Complication Two: Policies
Many charities have encountered problems with transferring IRA funds from the financial institution after the IRA owner’s death. It can take years for the charity to secure the gift that was supposed to be so easy.
Financial have their rules, which are often absurd for charitable organizations. Charities are treated like people, which they are not. They often must create an inherited IRA account. That meanss means double the paperwork. They may be asked to divulge personal information about their staff or board members due to the Patriot Act or “Know Your Customer” requirements. They may be told that 10% of the IRA must be withheld to pay income tax (but they don’t pay tax!), resulting in extra effort to get the 10% back.

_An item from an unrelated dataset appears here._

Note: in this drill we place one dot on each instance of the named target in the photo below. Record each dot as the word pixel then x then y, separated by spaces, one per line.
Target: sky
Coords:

This problem is so frustrating for charities that there is now a grassroots effort called the RIFT (for Release IRA Funds Timely) Project that aims to educate institutions and charities on the subject. Charites track and coordinate efforts to collect funds. Information is shared about financial institutions’ policies and which are easy to work with and which are not, and institution-specific tips are given on how to effectively advocate for donors’ wishes.
How Can You Help?
Donors want charities to get their bequests—and not wait years. To help the effort, donors can be proactive about making gifts in ways that reach the recipient efficiently.
- Share your news. Tell the charity they are named as beneficiary. Include the beneficiary designation form (keep a copy in your records, too) and, if possible, a copy of the plan documents. If you’d rather not tell during your lifetime, then leave comprehensive instructions with your estate administrator. Include details about who is named on each account, the beneficiary designation form, and explicit instructions that the beneficiary should be informed of the death and provided a death certificate to facilitate collection of the asset. Also consider including your intention in your will or trust. But if you change your mind, don’t forget to change those documents!
- Consider tax. Does the tax savings matter? If paying income tax isn’t a concern for you, make your bequests via your will or trust and let your executor or trustee do the frustrating work of wresting funds from the IRA custodian so the charity can spend their efforts on their mission.
- Consider tax. If tax does matter, consider making gifts during your lifetime, so you enjoy the tax break while you are alive. Consider the QCD, or Qualified Charitable Distributions, from your IRA.
- Go custodian shopping. Seek charity-friendly institutions and move your accounts. The RIFT project updates its database regularly and has made progress convincing some institutions that the troublesome policies should not be applied to charities.
A little effort can help your chosen charities put your money to good use more quickly and more efficiently.